Mickey Rooney takes a break from ANDY HARDY series and musicals with Judy Garland to reprise the  role of the grown up Whitey Marsh who in the first film was the smart, wise cracking tough guy that changes over the film to a compassionate person that helps others.

Bobs Watson, or the  ‘Hollywood cry baby,’ as he was known,  was gifted with the ability to shed buckets of tears on cue and is back as the cherubic faced, happy , smiling Pee Wee.

The picture opens with Whitey (Mickey Rooney),  who has now grown to be the mayor of Boys Town, announcing to the throng that Father Flanagan is returning. The school has reached a financial crisis as Father Flanagan reveals that he has borrowed the money to build the  new school facilities and all the loans are about to come due to his partner and financial officer of the school,  David Morris (Lee J. Cobb).   The new facilities are needed because of the policy to help every boy that comes to them as a result.   This fact is wonderfully illustrated in a moment with Whitey and two runaways from a brutal reform school that find themselves with no place to go, only to be taken in by Father  Flanagan.

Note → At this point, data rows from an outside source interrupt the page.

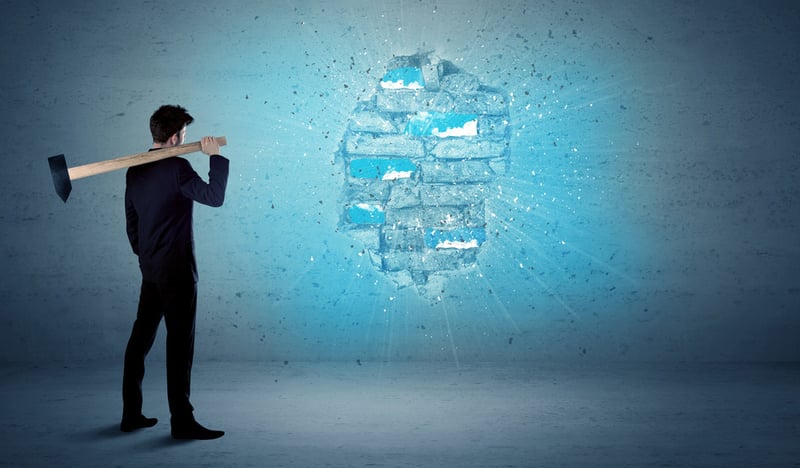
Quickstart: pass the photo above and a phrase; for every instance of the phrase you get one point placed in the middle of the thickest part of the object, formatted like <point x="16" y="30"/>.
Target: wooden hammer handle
<point x="100" y="167"/>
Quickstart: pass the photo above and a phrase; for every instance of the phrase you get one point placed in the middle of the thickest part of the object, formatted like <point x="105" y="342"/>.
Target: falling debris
<point x="419" y="159"/>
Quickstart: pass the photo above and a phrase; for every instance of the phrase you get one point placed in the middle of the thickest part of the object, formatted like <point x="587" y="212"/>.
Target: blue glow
<point x="434" y="123"/>
<point x="366" y="214"/>
<point x="459" y="238"/>
<point x="381" y="168"/>
<point x="403" y="77"/>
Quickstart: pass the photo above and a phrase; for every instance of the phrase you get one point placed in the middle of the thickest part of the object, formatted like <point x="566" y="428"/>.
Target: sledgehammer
<point x="63" y="177"/>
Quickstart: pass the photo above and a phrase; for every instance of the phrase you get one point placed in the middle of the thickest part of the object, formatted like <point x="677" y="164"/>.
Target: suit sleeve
<point x="211" y="193"/>
<point x="132" y="223"/>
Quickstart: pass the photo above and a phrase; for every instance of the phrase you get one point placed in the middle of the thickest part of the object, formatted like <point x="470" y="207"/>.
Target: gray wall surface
<point x="650" y="209"/>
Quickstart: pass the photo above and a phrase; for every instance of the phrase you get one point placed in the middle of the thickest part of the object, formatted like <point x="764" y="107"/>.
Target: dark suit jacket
<point x="159" y="197"/>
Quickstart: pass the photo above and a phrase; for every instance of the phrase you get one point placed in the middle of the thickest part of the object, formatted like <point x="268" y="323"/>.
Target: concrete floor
<point x="413" y="414"/>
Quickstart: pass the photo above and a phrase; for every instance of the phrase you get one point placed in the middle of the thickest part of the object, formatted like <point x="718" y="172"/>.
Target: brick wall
<point x="419" y="157"/>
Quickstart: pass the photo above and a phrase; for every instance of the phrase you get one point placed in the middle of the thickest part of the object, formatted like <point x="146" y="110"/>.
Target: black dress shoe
<point x="192" y="430"/>
<point x="130" y="424"/>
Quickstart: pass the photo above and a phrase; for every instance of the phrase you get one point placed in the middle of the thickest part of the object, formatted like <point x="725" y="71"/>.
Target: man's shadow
<point x="153" y="439"/>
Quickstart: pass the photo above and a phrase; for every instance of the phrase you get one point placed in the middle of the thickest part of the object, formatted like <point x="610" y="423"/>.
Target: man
<point x="159" y="197"/>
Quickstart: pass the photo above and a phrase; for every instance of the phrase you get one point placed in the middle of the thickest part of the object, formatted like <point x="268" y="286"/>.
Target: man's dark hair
<point x="167" y="121"/>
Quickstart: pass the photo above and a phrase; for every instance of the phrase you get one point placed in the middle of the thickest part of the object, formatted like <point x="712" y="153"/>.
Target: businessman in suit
<point x="159" y="198"/>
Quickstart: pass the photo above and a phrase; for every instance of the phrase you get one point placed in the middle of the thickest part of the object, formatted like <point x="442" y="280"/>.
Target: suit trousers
<point x="177" y="304"/>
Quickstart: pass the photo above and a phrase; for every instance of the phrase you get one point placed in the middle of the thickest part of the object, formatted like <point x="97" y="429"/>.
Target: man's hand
<point x="209" y="146"/>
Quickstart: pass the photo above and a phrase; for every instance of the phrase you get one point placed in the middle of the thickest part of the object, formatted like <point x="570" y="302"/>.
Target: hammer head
<point x="58" y="168"/>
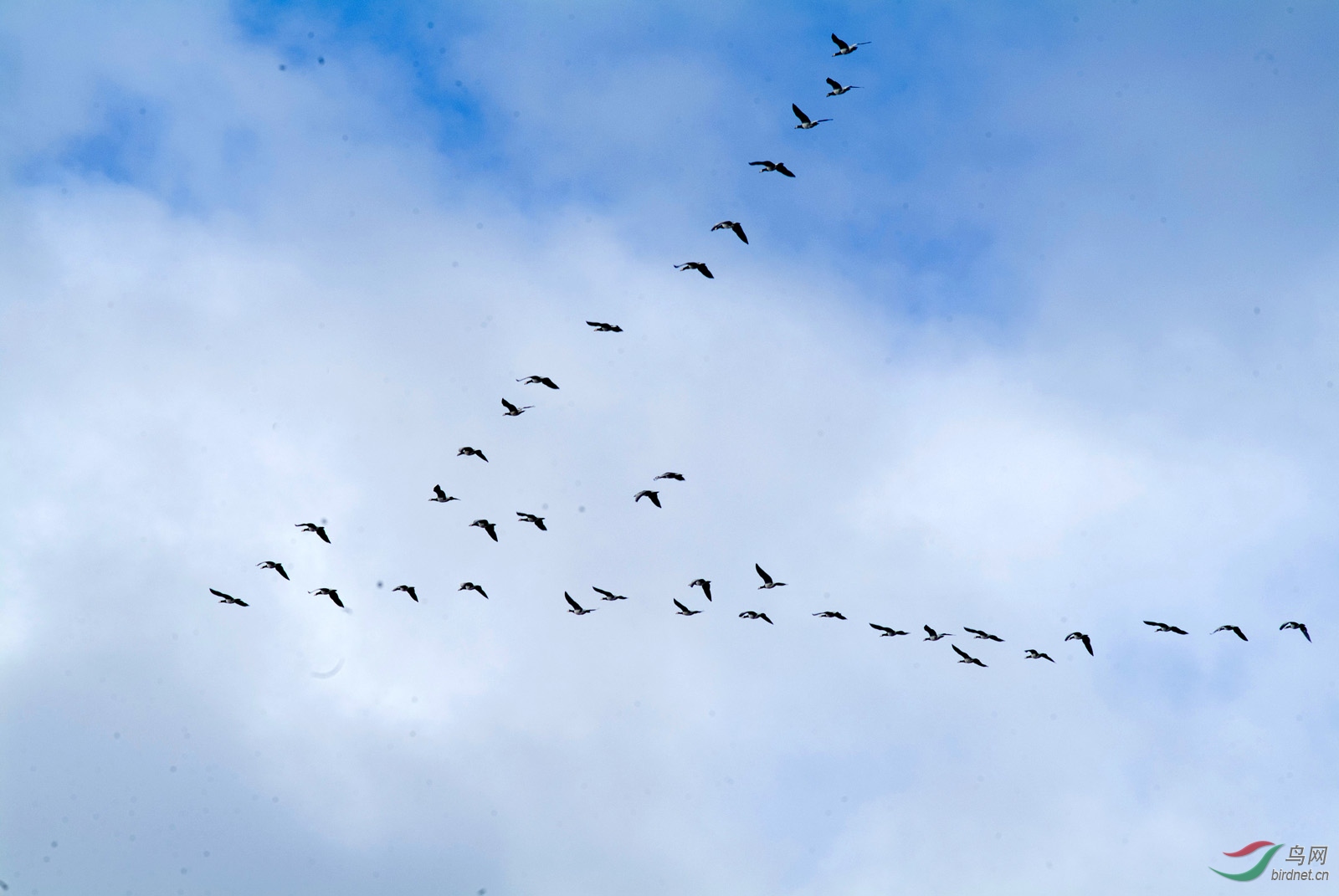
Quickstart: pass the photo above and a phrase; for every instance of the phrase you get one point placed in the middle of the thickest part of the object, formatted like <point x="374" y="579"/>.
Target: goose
<point x="805" y="122"/>
<point x="731" y="225"/>
<point x="274" y="566"/>
<point x="228" y="599"/>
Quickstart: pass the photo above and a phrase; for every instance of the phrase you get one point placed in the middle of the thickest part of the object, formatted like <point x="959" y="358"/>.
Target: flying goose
<point x="731" y="225"/>
<point x="228" y="599"/>
<point x="967" y="658"/>
<point x="1081" y="637"/>
<point x="576" y="607"/>
<point x="274" y="566"/>
<point x="312" y="526"/>
<point x="845" y="49"/>
<point x="767" y="579"/>
<point x="696" y="265"/>
<point x="774" y="166"/>
<point x="805" y="122"/>
<point x="837" y="90"/>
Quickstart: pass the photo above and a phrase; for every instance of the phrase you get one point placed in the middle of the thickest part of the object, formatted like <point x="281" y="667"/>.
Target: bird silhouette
<point x="731" y="225"/>
<point x="228" y="599"/>
<point x="274" y="566"/>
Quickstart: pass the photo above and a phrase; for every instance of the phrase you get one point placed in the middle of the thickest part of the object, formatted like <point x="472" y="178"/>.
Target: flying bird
<point x="328" y="592"/>
<point x="1301" y="627"/>
<point x="312" y="526"/>
<point x="488" y="526"/>
<point x="845" y="49"/>
<point x="696" y="265"/>
<point x="731" y="225"/>
<point x="774" y="166"/>
<point x="805" y="122"/>
<point x="531" y="517"/>
<point x="967" y="658"/>
<point x="274" y="566"/>
<point x="576" y="607"/>
<point x="1081" y="637"/>
<point x="228" y="599"/>
<point x="837" y="90"/>
<point x="767" y="579"/>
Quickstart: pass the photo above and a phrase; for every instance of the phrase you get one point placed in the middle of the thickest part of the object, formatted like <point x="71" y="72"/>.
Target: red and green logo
<point x="1251" y="873"/>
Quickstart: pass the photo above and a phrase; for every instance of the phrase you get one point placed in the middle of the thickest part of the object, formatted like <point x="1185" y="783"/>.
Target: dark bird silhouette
<point x="576" y="608"/>
<point x="837" y="90"/>
<point x="805" y="122"/>
<point x="731" y="225"/>
<point x="845" y="49"/>
<point x="967" y="658"/>
<point x="531" y="517"/>
<point x="328" y="592"/>
<point x="696" y="265"/>
<point x="1301" y="627"/>
<point x="312" y="526"/>
<point x="774" y="166"/>
<point x="274" y="566"/>
<point x="228" y="599"/>
<point x="1081" y="637"/>
<point x="767" y="579"/>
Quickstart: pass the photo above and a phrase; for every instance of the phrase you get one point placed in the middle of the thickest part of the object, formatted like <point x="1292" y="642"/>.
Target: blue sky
<point x="1041" y="338"/>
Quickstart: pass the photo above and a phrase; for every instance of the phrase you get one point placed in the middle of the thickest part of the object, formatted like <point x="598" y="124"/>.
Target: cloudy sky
<point x="1042" y="336"/>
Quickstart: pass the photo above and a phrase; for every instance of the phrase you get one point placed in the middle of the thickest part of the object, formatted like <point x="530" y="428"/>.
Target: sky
<point x="1041" y="338"/>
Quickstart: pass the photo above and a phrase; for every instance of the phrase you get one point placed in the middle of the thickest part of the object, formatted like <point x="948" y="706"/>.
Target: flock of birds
<point x="439" y="496"/>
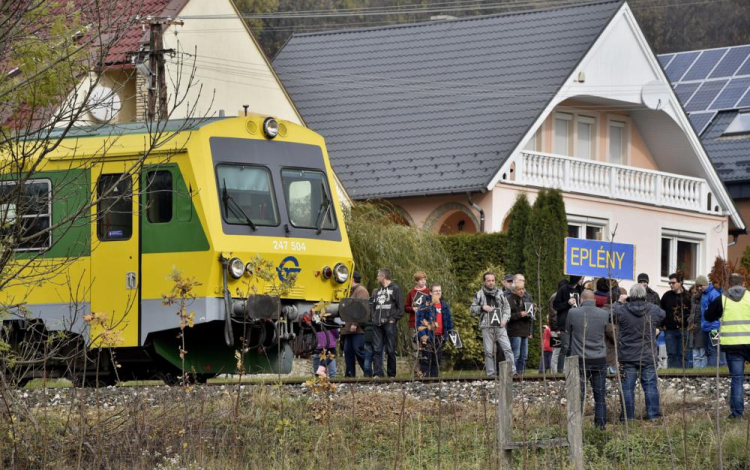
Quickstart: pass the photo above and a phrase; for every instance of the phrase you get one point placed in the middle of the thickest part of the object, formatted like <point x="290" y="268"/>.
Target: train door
<point x="115" y="259"/>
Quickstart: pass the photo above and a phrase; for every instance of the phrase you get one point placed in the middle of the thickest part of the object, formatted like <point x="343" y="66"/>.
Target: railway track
<point x="449" y="379"/>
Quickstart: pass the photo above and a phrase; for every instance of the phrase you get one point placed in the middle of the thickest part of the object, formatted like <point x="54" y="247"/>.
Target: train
<point x="116" y="221"/>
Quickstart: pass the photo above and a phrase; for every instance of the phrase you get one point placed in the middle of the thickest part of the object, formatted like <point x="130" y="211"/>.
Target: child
<point x="544" y="361"/>
<point x="326" y="342"/>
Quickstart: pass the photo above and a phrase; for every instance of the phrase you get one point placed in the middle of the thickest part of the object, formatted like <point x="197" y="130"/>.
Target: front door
<point x="114" y="256"/>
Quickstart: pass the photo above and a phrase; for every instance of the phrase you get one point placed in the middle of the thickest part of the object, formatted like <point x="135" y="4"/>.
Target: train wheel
<point x="93" y="381"/>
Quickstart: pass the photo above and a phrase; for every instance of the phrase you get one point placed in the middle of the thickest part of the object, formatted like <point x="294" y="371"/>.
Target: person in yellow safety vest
<point x="733" y="308"/>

Flanagan is called away to the criminal trial of  a boy, Ted Martley (Larry Nunn), who stands accused of killing a guard at a nearby  reform school.   Ted is unable to rise to hear his verdict as he is confined to a gurney due to paralyzed legs inflicted by the guards’  treatment.

Martley is taken to the infirmary of  Boys Town where he broods and does not smile, no matter how hard the other boys try to cheer him up. Whitley, Pee Wee and the gang try everything to make Martley smile, including a personally staged show with comic skits  featuring a  very inventive slow motion wrestling duo. All are met by stone cold silence.

Later, when a older couple, M.r and Mrs. Maitland ( Henry O’Neill and Mary Nash) come to Boys Town they bring a dog that Whitey mistakenly brings to Martley that breaks his brooding. Marley calls the dog Bohunk, yet doesn’t know it already has a home.

Moments  in  MEN OF  BOYS TOWN (1941) link up similar to the first film as boys  are  adopted. Miracles happen in the infirmary.  The brutal reform school is found out.  Whitey is adopted by the Maitlands, who have lost a son.  His  exit from Boys Town comes complete with Auld Lang Syn sung by the  actual Boys Chorale group. It goes for the tears, which happen in full buckets from Rooney, Bobs  Watson and others.   The Maitlands’ life of  parties and clothes does not work out. Rooney gets to dance at school dances in a sequence as he feigns not having the ability to hoof.  He rebels and gets tangled up with a young pint sized thug, Flip Brier (Darryl Hickman).  Interesting dialogue and actions as  Whitey tries  to deal with and reform and a smaller version of himself complete with gangster one liners and guns.

MEN OF BOYS TOWN (1941) was directed by Norman Taurog, who went on later to direct mainly teen beach musicals and some Elvis Presley films.  Some sequences were shot  at the real Boys Town in Omaha, Nebraska.

MEN OF  BOYS TOWN (1941) delivers the same sentimental feeling as the first film without the novelty.  Tracy is  steady in the role, offering a soothing voice,  even enjoying a game of handball in full robes.  The cast had grown up and  abilities had changed.  The ham radio technology is evident and plays a crucial part in the picture.  Many little sequences of fun like Flanagan hiding chocolates from Pee Wee and leading him on a  game of ‘hot and cold,’ only to amusingly ask him to empty his pockets when he takes too much. Justice is served as Father Flanagan’s line, ‘There is no such thing as a bad boy,”  sets the pattern for enjoyable if not sentimental fun.